I've had excellent and consistent results with Delta Ceramcote acrylic.....not so much luck with Testors.


----------



## JRay8 (Aug 13, 2011)

this is a lesson i just learned. someone here suggested drilling the hole larger or useing a round file or round wire brush to enlarge the hole. i tried all of these and all have worked for me so far. basically the paint takes up room and you need to account for it.


----------



## LanceD (Aug 13, 2011)

Regardless of any paint you use, if the tube is a snug fit you risk the chance of scratching the paint off when inserting your tube.


----------



## JohnU (Aug 13, 2011)

I use regular acrylic paint from walmart craft isle.  I think some of it is apple barrel brand.  I paint the hole and the scuffed up tube, but like said above , if the hole is too snug around the tube it will scrape off when inserting.  I make the hole a little larger by applying side pressure to the blank when on the drill bit, to all sides of the blank.  It's just enough to loosen it up. I also use epoxy an have no problems with craft paint as long as it dries flat and not glossy.


----------



## Lenny (Aug 13, 2011)

I do as Andy recommends (because he told me too) and have started wire brushing the inside of the blank to smooth it out a little before reverse painting. I had difficulty with other paints but the Delta creamcoat has worked well for me since I started using it! 
I, too, like to add just a drop of paint in the epoxy to color it.


----------



## BradG (Aug 13, 2011)

I notice most people mention epoxy glue. I use Polyurethane glue for sticking my brass tubes. would i be better using an epoxy when using blanks which have been reverse painted?

Main reason i ask is that i have treated myself to a few of Jonathan's brilliant blanks


----------



## PenMan1 (Aug 13, 2011)

BradG said:


> I notice most people mention epoxy glue. I use Polyurethane glue for sticking my brass tubes. would i be better using an epoxy when using blanks which have been reverse painted?
> 
> Main reason i ask is that i have treated myself to a few of Jonathan's brilliant blanks




Brad, IMHO, polyurethane glue would be my last choice for used with painted tubes.
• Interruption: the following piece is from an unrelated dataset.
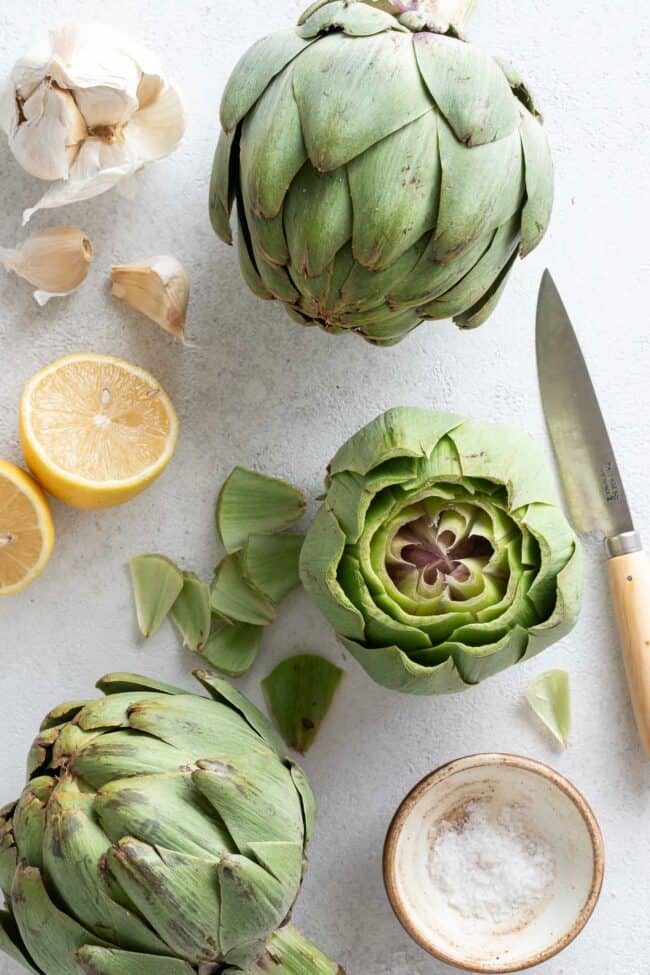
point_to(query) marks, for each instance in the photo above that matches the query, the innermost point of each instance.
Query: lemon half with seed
(95, 430)
(26, 529)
While others swear by Gorilla, et al, I have had disasterous results with it.

95 percent of my product offerings are some alternative material which almost always includes back painting, reverse painting or tube painting.

While I really liked that Gorilla dried clear and wasn't so prone to visable "glue pockets or bubbles", my failure rate with PU glue was more than twice that of Epoxy and significantly more that even thick CA.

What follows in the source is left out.